Più di 4.300 le persone che hanno aderito alla petizione on line relativa allo stesso argomento.

Le due cifre non si possono sommare perché, nonostante il superbo riscontro ottenuto dall’indagine in rete, si è deciso di scendere in piazza per incontrare le persone e spiegare loro l’essenza pratico-giuridica di uno Sprar e un numero imprecisato di firme sono state vergate anche dopo l’appoggio in rete.

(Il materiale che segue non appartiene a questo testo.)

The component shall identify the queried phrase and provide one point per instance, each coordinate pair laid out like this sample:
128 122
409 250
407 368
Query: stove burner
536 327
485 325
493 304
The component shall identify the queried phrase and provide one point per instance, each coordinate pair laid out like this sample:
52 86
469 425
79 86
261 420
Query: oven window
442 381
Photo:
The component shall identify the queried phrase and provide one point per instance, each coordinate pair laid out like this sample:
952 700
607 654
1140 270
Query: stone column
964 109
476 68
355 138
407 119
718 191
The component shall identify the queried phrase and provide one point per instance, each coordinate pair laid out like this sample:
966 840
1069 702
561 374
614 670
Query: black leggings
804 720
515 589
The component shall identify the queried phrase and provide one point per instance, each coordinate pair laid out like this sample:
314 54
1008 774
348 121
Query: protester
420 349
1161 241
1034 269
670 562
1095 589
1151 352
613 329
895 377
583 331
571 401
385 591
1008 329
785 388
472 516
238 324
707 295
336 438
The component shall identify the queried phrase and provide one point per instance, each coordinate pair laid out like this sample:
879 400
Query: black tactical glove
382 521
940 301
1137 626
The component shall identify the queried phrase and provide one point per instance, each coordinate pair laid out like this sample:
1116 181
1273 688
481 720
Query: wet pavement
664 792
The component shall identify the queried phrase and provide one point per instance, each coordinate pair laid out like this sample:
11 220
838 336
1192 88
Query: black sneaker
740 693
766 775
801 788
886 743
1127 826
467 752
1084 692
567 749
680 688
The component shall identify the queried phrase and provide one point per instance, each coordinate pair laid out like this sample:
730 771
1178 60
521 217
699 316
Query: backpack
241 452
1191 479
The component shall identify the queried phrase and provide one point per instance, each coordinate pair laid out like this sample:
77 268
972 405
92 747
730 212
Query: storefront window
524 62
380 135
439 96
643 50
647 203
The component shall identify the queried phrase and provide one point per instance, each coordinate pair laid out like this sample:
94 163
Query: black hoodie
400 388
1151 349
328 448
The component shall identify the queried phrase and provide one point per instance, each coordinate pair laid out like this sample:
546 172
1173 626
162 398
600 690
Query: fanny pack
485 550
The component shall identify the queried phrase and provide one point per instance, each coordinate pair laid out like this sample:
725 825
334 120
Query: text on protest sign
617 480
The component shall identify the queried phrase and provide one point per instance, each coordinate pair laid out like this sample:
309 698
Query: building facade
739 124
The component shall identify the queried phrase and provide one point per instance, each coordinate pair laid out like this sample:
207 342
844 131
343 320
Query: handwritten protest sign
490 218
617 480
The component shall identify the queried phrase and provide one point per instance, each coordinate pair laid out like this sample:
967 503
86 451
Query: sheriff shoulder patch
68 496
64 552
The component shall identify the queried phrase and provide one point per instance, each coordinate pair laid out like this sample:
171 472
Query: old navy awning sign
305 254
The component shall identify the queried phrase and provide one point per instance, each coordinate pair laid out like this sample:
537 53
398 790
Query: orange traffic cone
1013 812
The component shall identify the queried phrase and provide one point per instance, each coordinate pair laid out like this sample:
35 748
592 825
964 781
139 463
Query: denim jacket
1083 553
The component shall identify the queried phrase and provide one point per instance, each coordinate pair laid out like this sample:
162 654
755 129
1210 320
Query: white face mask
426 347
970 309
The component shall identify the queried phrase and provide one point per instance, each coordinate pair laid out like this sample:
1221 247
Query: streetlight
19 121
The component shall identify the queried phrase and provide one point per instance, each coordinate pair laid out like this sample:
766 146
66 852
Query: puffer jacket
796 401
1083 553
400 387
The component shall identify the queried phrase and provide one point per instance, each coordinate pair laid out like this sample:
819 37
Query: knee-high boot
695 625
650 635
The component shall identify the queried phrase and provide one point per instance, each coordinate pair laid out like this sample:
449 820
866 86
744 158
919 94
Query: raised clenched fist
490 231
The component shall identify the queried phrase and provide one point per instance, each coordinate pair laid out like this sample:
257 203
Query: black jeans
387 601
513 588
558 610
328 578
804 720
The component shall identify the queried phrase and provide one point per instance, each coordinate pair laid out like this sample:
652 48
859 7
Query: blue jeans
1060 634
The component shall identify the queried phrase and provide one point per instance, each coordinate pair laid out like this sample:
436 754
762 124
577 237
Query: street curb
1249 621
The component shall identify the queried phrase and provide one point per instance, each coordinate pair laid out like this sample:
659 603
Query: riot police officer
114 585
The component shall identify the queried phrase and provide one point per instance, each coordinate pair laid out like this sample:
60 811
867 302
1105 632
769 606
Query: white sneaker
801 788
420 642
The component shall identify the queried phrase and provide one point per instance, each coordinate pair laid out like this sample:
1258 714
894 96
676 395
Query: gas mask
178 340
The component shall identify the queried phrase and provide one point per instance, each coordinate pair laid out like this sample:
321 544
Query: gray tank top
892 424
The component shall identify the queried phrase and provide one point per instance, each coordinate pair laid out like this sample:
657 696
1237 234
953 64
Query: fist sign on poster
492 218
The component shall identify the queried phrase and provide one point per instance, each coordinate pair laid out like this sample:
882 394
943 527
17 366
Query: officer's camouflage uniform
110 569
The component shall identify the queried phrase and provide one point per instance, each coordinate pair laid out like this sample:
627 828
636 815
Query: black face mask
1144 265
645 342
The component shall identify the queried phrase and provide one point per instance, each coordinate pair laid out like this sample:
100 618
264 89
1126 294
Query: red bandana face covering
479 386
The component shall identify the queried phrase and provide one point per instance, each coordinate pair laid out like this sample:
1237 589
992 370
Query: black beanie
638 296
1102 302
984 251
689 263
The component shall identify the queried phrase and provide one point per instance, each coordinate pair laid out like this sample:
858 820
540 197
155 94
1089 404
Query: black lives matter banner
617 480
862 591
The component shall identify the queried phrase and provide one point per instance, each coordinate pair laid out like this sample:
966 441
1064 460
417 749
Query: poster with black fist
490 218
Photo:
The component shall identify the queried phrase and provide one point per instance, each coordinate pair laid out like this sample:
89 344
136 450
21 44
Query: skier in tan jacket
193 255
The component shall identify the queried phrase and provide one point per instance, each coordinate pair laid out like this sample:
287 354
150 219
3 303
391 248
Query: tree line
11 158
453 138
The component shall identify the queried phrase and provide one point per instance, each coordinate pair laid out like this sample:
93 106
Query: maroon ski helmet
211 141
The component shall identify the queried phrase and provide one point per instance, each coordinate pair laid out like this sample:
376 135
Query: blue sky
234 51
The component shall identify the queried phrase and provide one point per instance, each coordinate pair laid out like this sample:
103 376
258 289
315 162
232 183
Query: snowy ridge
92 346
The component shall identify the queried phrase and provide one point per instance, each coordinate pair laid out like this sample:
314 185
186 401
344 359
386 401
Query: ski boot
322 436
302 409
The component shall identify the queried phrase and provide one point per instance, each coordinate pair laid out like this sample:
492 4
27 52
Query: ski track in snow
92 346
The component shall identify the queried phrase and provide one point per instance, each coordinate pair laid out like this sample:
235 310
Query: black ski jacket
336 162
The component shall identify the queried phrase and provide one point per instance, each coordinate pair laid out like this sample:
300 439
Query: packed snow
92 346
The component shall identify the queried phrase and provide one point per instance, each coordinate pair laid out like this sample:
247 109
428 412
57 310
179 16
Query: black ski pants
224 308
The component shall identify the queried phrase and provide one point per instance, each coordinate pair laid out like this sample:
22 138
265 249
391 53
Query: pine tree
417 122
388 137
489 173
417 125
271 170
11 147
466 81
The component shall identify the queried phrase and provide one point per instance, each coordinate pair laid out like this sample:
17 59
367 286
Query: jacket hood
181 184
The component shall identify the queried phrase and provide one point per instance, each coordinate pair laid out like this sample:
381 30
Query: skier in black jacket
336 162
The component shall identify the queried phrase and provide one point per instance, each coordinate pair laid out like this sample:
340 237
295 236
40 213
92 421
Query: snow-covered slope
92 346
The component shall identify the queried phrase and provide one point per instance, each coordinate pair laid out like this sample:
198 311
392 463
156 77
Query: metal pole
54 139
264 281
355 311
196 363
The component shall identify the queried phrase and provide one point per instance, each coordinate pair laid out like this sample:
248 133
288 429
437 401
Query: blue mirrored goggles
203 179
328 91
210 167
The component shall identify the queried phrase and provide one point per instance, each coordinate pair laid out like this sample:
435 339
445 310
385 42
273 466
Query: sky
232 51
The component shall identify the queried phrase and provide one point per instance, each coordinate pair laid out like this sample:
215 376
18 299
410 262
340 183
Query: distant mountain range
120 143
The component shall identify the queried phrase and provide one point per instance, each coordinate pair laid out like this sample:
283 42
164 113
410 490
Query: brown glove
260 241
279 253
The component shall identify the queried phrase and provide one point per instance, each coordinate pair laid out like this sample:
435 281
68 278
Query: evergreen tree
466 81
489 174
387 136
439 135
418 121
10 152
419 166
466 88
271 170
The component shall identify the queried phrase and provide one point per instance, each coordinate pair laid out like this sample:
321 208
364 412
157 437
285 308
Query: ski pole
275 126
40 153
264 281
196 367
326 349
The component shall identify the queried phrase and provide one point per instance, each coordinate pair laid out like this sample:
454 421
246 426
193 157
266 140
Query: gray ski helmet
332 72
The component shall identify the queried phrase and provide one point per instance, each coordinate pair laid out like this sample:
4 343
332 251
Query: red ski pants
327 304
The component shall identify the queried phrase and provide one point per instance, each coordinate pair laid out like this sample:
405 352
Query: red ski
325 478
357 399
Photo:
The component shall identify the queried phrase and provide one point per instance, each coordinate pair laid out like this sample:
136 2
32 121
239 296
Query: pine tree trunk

Pensiamo però di non esagerare affermando che più di 2000 persone della zona si sono dichiarate fermamente contrarie alla chiusura del progetto di accoglienza umanitaria definito Sprar.

Un bagno di folla entusiasmante che ha trovato il suo apice nella fitta partecipazione delle persone e la sua debacle nell’incontro con il sindaco Carlo Gandolfo.

A lui è stato chiesto, firme alla mano, vista la grande partecipazione, le esigue motivazioni espresse in consiglio comunale a suffragare la scelta, il silenzio imbarazzante di tutti i membri della maggioranza, di lasciare un margine aperto di discussione, uno spiraglio di confronto ulteriore.

Bene, parlare di rigidità in tale frangente risulta eufemistico. La chiusura è stata netta ed è stato tangibile il fastidio provocato dalla nostra iniziativa.

Molte persone che hanno trovato coagulo in questa vicenda sono assolutamente convinte che Recco possa e debba fare la sua parte nel promuovere un mondo migliore contrassegnato da solidarietà e mutuo aiuto.

La ritrosia dell’amministrazione nei confronti di questo argomento è per tutti noi uno sprone a non demordere, a rimarcare la necessità di un ravvedimento, a proseguire nella ricerca di uno spazio virtuoso di manovra.